Il caso è quello di “Splendida cornice”, altrimenti definito varietà culturale, qualsiasi cosa significhi questa etichetta, che sembra essere stata appiccicata apposta solo per far scappare il pubblico a gambe levate. Perché si sa che in genere lo spettatore viene considerato un perfetto idiota, incapace di appassionarsi all’intelligenza da piccolo schermo. Ma quando arriva un programma come quello di Rai Tre in cui gli sprazzi illuminati cadono come pioggia ostinata, non si può che essergliene grati.
Cucciari ha dalla sua una sfrontatezza che le permette di mettere insieme alto e basso con frenetica alternanza e senza staccare lo sguardo dalla telecamera osa utilizzare correttamente il termine sinedrio, definisce il nome Anna come palindromo e si ostina ad avere la battuta pronta.
Così, con leggerezza, mescola la sua pozione disturbante come una fattucchiera di buoni propositi, condendo lo strano elisir con la voce della soprano Laura Baldassarri che canta “Azzurro” e sintetizza in una sola esibizione l’intera insulsa polemica su Paolo Conte scaligero.
E poi il rapper Clementino che omaggia Troisi dopo aver imitato Gino Paoli, De Giovanni e Fabio Volo, Saviano e Sciarelli, i premi Nobel coi premi David, in un crossover continuo con mezzo palinsesto, un po’ “Tale e Quale”, un po’ “Il Collegio”, un po’ “The Voice” con tanto di poltrone girevoli in cui tre donne giudicano un monologo maschile e se si annoiano non si voltano neanche.

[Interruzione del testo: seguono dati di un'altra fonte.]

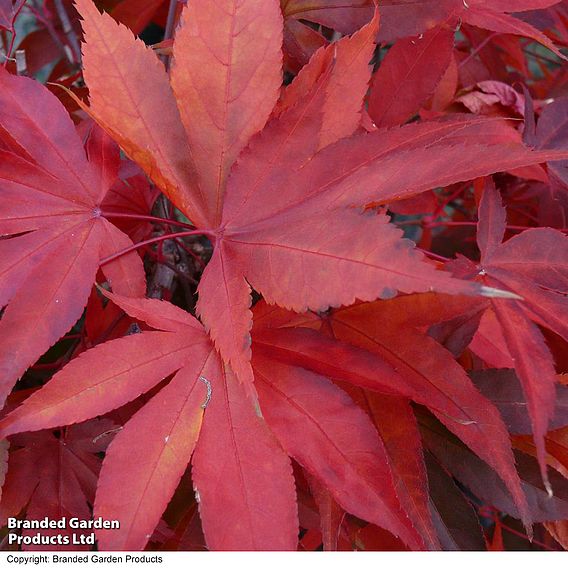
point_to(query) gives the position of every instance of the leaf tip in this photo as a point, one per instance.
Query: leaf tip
(489, 292)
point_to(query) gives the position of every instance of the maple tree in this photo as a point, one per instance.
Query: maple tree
(250, 310)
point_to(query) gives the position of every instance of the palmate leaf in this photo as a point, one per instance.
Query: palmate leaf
(280, 182)
(55, 477)
(392, 364)
(55, 234)
(536, 270)
(411, 18)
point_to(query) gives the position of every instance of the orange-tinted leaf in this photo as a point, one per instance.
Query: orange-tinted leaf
(242, 477)
(146, 460)
(408, 76)
(226, 76)
(127, 83)
(313, 418)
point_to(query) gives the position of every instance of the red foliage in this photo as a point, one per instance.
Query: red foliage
(333, 385)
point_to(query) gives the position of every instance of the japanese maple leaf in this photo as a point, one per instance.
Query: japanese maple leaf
(54, 235)
(534, 265)
(391, 364)
(55, 476)
(8, 11)
(404, 18)
(242, 476)
(269, 212)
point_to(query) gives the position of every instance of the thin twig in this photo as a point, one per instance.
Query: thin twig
(151, 218)
(477, 49)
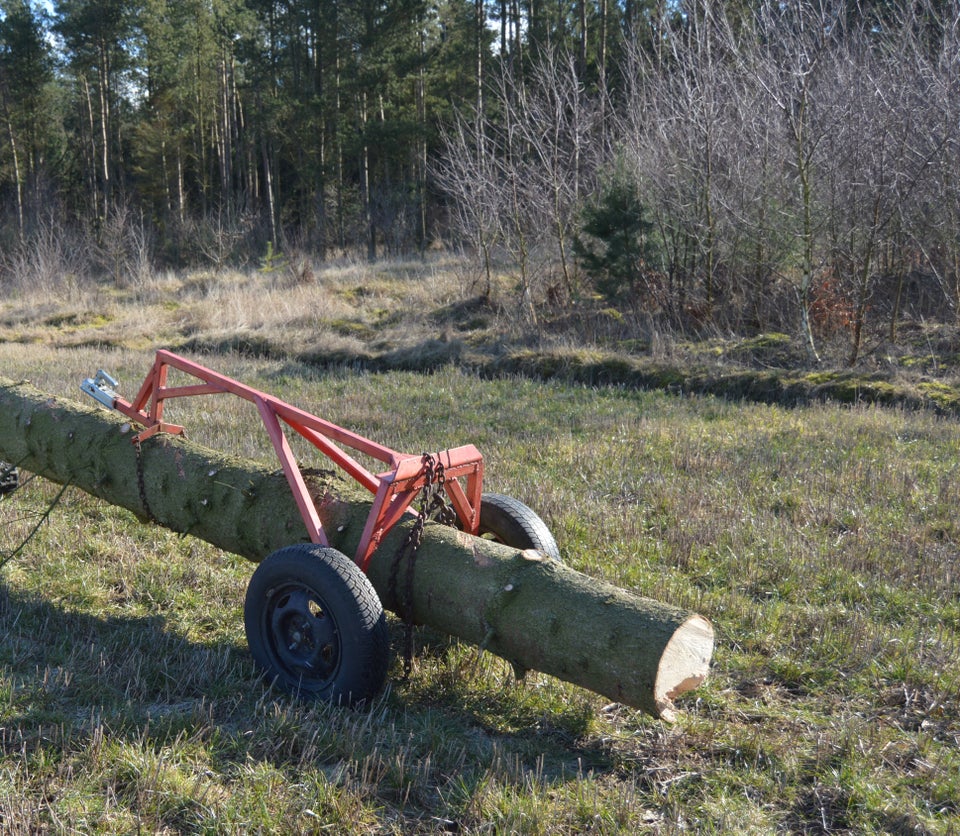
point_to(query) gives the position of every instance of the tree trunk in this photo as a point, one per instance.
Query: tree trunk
(531, 610)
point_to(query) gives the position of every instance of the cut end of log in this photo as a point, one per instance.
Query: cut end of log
(684, 664)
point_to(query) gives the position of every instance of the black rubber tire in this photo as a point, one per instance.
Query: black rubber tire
(507, 520)
(316, 626)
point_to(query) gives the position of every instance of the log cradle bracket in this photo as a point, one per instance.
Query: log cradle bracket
(394, 490)
(489, 572)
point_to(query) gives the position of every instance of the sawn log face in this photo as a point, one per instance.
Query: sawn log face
(533, 611)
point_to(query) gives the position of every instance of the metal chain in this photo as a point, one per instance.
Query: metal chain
(141, 484)
(432, 504)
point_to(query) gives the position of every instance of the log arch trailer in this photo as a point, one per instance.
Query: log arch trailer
(489, 573)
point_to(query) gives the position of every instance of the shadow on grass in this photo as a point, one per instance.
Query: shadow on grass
(68, 677)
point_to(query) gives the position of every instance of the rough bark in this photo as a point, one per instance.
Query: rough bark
(533, 611)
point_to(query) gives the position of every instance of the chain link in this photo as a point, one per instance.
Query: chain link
(141, 484)
(432, 505)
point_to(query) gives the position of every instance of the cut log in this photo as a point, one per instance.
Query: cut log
(531, 610)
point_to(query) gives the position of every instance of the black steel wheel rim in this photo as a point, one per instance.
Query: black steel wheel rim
(303, 635)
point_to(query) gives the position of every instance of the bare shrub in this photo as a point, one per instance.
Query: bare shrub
(53, 260)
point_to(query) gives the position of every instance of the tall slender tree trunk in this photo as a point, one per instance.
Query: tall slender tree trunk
(17, 175)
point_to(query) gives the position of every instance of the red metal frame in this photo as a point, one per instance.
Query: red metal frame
(394, 490)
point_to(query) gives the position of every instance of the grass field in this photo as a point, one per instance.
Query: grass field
(822, 541)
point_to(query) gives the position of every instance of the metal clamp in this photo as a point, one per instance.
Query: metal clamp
(101, 388)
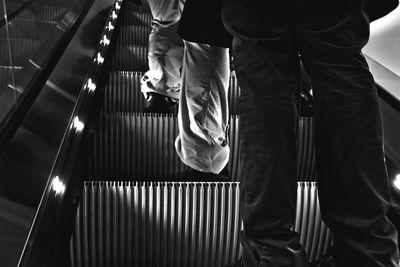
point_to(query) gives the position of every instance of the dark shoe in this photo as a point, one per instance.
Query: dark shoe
(238, 263)
(268, 256)
(157, 103)
(191, 174)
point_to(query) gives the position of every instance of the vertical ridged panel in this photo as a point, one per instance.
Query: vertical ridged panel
(130, 57)
(42, 13)
(314, 235)
(136, 15)
(129, 146)
(123, 93)
(22, 50)
(306, 169)
(176, 224)
(167, 233)
(233, 94)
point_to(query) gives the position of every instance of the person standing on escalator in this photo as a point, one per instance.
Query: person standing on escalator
(203, 116)
(353, 186)
(161, 84)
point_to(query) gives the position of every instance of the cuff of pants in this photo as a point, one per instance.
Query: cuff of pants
(204, 157)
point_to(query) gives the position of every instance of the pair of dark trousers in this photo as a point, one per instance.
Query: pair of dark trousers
(352, 180)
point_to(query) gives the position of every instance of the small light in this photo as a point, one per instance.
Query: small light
(99, 58)
(110, 26)
(91, 86)
(77, 124)
(105, 40)
(114, 15)
(397, 181)
(58, 186)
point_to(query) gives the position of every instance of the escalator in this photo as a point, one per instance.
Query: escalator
(136, 210)
(126, 202)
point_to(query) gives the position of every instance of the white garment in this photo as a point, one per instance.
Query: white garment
(203, 108)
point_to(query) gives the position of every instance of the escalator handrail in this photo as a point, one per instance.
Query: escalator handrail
(44, 225)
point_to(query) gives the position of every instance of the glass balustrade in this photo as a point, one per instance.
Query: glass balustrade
(26, 29)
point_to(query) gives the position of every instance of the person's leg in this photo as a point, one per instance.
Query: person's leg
(203, 108)
(267, 66)
(165, 50)
(352, 180)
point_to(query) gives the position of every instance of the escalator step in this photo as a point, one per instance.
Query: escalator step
(306, 169)
(132, 146)
(136, 15)
(22, 50)
(123, 93)
(138, 35)
(28, 29)
(130, 57)
(43, 13)
(175, 224)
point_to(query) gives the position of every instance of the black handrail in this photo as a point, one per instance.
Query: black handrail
(47, 218)
(16, 12)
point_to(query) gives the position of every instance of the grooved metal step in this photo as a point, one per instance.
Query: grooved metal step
(141, 146)
(138, 35)
(173, 224)
(28, 29)
(136, 15)
(22, 50)
(123, 93)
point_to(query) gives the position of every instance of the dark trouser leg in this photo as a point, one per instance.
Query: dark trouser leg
(353, 185)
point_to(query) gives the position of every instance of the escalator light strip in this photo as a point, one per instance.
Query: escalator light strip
(397, 181)
(58, 186)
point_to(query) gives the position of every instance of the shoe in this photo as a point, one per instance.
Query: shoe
(136, 2)
(157, 103)
(191, 174)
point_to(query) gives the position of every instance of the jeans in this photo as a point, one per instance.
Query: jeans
(165, 50)
(352, 180)
(203, 108)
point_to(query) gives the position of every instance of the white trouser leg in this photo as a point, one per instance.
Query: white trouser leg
(203, 108)
(165, 50)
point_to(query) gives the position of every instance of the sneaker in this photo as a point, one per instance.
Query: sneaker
(157, 103)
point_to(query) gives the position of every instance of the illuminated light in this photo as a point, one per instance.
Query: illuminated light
(91, 86)
(397, 181)
(77, 124)
(58, 186)
(110, 26)
(105, 40)
(99, 58)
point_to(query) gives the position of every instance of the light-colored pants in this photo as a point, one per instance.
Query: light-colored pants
(203, 108)
(165, 50)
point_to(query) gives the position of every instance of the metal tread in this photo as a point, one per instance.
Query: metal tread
(173, 224)
(123, 93)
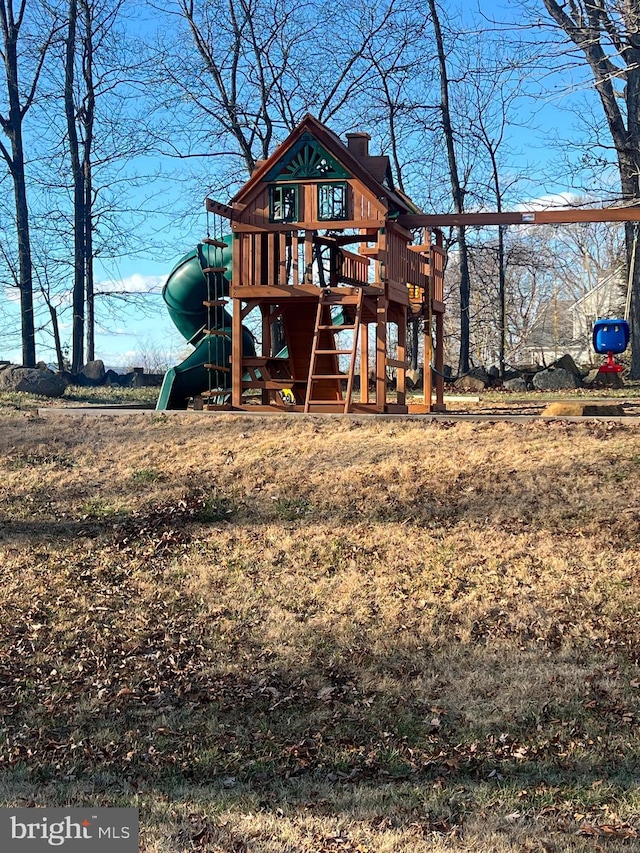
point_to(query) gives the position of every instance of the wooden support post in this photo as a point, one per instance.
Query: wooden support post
(427, 383)
(381, 354)
(236, 326)
(401, 372)
(236, 355)
(265, 311)
(440, 363)
(308, 257)
(364, 363)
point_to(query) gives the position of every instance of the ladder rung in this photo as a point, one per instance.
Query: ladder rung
(337, 299)
(337, 328)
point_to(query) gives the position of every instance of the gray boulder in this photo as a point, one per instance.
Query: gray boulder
(556, 379)
(566, 363)
(516, 384)
(32, 380)
(595, 379)
(93, 372)
(470, 383)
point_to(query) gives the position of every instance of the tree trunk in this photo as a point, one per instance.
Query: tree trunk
(24, 255)
(77, 334)
(12, 126)
(88, 116)
(456, 190)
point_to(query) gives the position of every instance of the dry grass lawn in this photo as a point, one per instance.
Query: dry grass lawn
(322, 635)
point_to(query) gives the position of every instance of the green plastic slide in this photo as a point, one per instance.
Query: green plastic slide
(187, 289)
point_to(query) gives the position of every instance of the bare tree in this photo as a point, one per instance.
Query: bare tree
(20, 58)
(607, 34)
(457, 189)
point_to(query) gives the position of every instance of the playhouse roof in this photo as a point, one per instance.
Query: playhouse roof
(374, 172)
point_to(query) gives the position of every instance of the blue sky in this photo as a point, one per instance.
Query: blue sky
(132, 334)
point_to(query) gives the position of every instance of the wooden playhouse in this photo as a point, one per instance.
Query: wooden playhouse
(323, 270)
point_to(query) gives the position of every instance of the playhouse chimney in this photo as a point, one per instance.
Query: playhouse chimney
(358, 143)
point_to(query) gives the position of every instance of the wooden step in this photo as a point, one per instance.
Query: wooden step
(337, 328)
(335, 299)
(215, 392)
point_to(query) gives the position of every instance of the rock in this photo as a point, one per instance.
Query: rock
(94, 372)
(568, 364)
(517, 384)
(555, 379)
(32, 380)
(582, 410)
(414, 379)
(469, 383)
(597, 379)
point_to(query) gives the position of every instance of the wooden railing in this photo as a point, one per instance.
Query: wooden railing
(354, 269)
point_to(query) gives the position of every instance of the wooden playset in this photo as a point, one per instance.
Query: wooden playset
(319, 253)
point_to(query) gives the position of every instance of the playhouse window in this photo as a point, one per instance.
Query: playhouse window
(332, 201)
(283, 203)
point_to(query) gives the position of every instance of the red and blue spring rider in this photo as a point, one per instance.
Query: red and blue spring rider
(610, 337)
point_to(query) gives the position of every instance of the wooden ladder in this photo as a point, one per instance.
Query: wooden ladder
(218, 389)
(324, 306)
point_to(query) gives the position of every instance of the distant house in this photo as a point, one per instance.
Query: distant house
(565, 326)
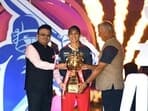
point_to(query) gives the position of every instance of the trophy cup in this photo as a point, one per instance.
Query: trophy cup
(74, 62)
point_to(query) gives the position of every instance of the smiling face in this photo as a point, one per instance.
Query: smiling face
(74, 34)
(44, 36)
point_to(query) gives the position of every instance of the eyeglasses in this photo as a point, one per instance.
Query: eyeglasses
(44, 35)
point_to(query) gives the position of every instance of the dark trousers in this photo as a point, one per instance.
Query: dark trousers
(112, 99)
(39, 101)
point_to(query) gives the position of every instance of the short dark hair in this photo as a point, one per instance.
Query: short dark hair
(44, 26)
(74, 27)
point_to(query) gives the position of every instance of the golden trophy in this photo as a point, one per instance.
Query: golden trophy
(74, 62)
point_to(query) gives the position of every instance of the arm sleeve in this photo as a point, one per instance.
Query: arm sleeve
(32, 54)
(108, 54)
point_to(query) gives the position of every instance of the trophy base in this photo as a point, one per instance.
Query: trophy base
(72, 88)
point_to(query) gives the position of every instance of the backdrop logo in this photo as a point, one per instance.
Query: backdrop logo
(22, 27)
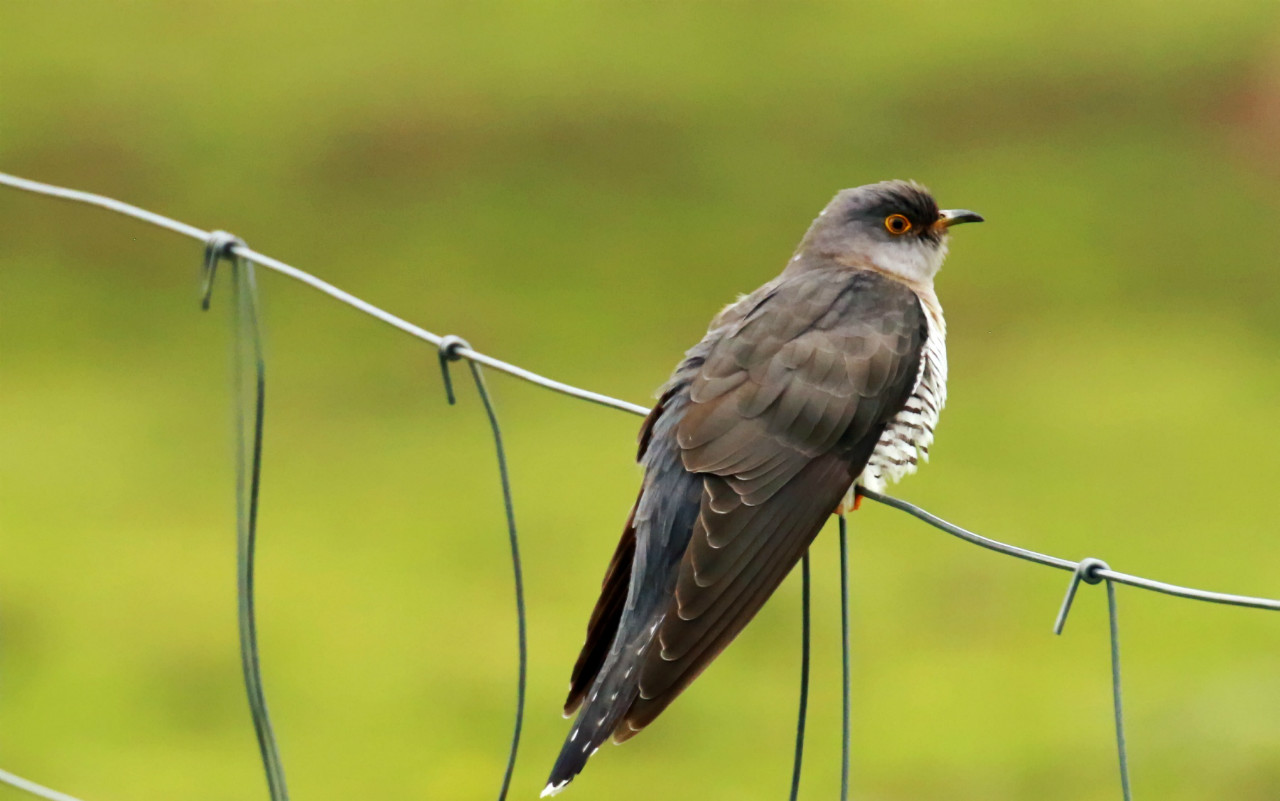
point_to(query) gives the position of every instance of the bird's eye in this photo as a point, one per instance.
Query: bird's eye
(897, 224)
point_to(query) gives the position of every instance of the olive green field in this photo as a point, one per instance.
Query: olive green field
(577, 188)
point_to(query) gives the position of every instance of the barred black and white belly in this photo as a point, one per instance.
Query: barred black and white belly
(909, 434)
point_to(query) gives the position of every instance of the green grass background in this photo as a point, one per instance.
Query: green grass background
(577, 188)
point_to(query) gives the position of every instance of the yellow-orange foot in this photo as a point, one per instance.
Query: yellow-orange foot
(845, 507)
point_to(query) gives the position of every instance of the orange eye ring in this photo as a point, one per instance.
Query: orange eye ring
(897, 224)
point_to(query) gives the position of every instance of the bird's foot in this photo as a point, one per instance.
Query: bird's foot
(851, 503)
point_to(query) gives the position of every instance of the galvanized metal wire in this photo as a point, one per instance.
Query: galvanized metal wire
(247, 493)
(805, 593)
(845, 659)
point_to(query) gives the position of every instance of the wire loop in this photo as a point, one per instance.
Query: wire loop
(1086, 571)
(218, 246)
(448, 352)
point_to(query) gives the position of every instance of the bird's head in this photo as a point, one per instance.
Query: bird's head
(892, 227)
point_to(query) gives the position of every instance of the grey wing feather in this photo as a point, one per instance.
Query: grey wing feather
(785, 407)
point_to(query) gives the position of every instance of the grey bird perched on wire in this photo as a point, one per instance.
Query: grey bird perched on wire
(828, 376)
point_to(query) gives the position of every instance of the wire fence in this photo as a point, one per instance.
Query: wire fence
(248, 393)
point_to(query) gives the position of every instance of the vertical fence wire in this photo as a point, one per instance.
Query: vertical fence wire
(845, 657)
(1121, 747)
(1093, 571)
(449, 347)
(804, 674)
(248, 387)
(250, 404)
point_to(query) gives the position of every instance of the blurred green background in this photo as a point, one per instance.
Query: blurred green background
(577, 188)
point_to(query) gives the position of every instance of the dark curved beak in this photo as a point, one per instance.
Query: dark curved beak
(954, 216)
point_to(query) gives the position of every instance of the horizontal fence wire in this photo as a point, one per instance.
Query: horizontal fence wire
(1091, 571)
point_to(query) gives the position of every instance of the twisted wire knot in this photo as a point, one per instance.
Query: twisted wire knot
(448, 352)
(1086, 571)
(219, 246)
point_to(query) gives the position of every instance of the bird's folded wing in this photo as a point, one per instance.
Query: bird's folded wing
(785, 412)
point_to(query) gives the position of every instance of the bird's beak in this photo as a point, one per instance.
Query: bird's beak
(954, 216)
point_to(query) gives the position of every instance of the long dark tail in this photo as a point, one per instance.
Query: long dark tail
(609, 699)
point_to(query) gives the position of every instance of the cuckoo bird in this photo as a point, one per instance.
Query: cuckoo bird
(828, 376)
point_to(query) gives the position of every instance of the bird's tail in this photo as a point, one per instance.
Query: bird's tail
(611, 696)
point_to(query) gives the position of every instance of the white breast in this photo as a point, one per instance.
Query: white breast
(908, 436)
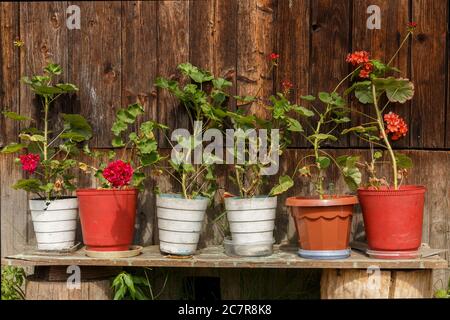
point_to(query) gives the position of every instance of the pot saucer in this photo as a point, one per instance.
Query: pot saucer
(324, 254)
(131, 252)
(412, 254)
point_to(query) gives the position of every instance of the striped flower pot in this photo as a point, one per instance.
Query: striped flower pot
(251, 220)
(180, 221)
(54, 223)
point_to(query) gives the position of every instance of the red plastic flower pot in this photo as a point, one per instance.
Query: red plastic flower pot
(107, 218)
(393, 218)
(323, 224)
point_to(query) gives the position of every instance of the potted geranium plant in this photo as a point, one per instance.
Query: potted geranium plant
(47, 161)
(181, 215)
(323, 221)
(392, 211)
(251, 214)
(108, 213)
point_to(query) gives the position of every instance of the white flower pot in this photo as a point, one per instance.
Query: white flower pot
(251, 220)
(179, 223)
(54, 224)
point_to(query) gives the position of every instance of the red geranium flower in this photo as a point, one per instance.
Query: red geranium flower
(118, 173)
(286, 85)
(273, 56)
(366, 69)
(358, 57)
(29, 162)
(395, 125)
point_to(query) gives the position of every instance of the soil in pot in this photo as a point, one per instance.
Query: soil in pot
(180, 221)
(54, 222)
(393, 218)
(107, 218)
(323, 225)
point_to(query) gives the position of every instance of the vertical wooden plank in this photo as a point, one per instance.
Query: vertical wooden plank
(382, 44)
(173, 49)
(201, 34)
(330, 43)
(255, 43)
(447, 85)
(43, 29)
(139, 65)
(44, 32)
(9, 71)
(225, 42)
(428, 65)
(95, 66)
(293, 46)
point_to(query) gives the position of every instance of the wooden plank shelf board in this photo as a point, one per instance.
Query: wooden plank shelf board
(214, 257)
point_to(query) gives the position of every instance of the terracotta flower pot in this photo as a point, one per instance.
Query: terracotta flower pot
(107, 218)
(393, 218)
(323, 225)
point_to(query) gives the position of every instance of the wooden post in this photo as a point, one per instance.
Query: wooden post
(373, 284)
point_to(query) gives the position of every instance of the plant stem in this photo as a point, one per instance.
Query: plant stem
(400, 47)
(183, 185)
(385, 138)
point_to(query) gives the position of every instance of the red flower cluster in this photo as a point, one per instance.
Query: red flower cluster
(286, 85)
(395, 125)
(118, 173)
(273, 56)
(358, 57)
(29, 162)
(361, 58)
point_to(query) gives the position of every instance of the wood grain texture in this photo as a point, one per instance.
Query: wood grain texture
(377, 284)
(428, 65)
(13, 208)
(292, 21)
(140, 69)
(255, 43)
(9, 71)
(284, 257)
(330, 42)
(95, 53)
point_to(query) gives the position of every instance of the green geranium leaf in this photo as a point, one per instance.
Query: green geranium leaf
(308, 98)
(29, 185)
(12, 147)
(360, 129)
(284, 184)
(323, 162)
(397, 90)
(15, 116)
(77, 125)
(67, 87)
(322, 136)
(53, 68)
(342, 120)
(221, 83)
(294, 125)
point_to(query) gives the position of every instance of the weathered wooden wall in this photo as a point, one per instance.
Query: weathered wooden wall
(123, 46)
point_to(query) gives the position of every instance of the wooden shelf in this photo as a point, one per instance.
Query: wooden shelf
(214, 257)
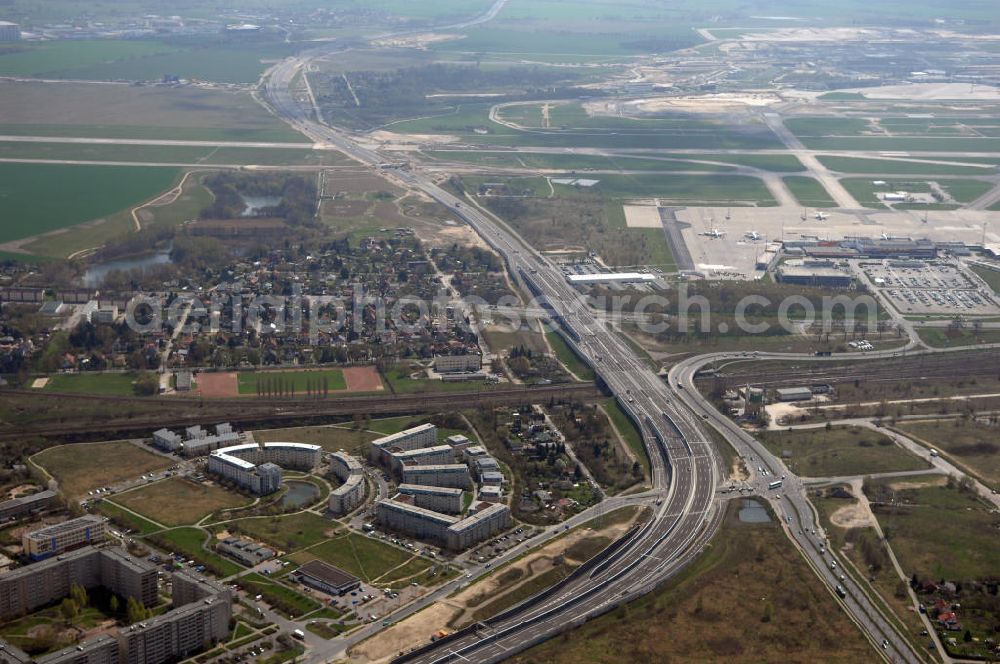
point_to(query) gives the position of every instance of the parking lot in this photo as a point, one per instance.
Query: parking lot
(930, 288)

Nel pentolone di Geppi Cucciari trovano posto un pubblico pensante e persone che sembrano nate anche per intrattenere il prossimo, come l’ingegnera aerospaziale Amalia Ercoli Finzi che non teme di prestare il suo fianco ludico neppure per un attimo. Ma ci stanno comodissimi persino gli intellettuali, che no, non sono una brutta parola e sì, capita persino che riescano a lasciarsi andare addirittura in una prima serata televisiva. Non per caso però, perché per mettere insieme Nicola Lagioia, Giorgio Zanchini, Daria Bignardi e Stefano Bartezzaghi in una parodia di quell’accozzaglia di rumore indistinto detta Bobo Tv, davvero ci vuole orecchio.
Insomma, alla fine di ogni puntata resta quella sensazione gradevole di aver guardato una volta tanto la luna e non il dito. Perché la cornice è splendida, ma anche il quadro non è niente male.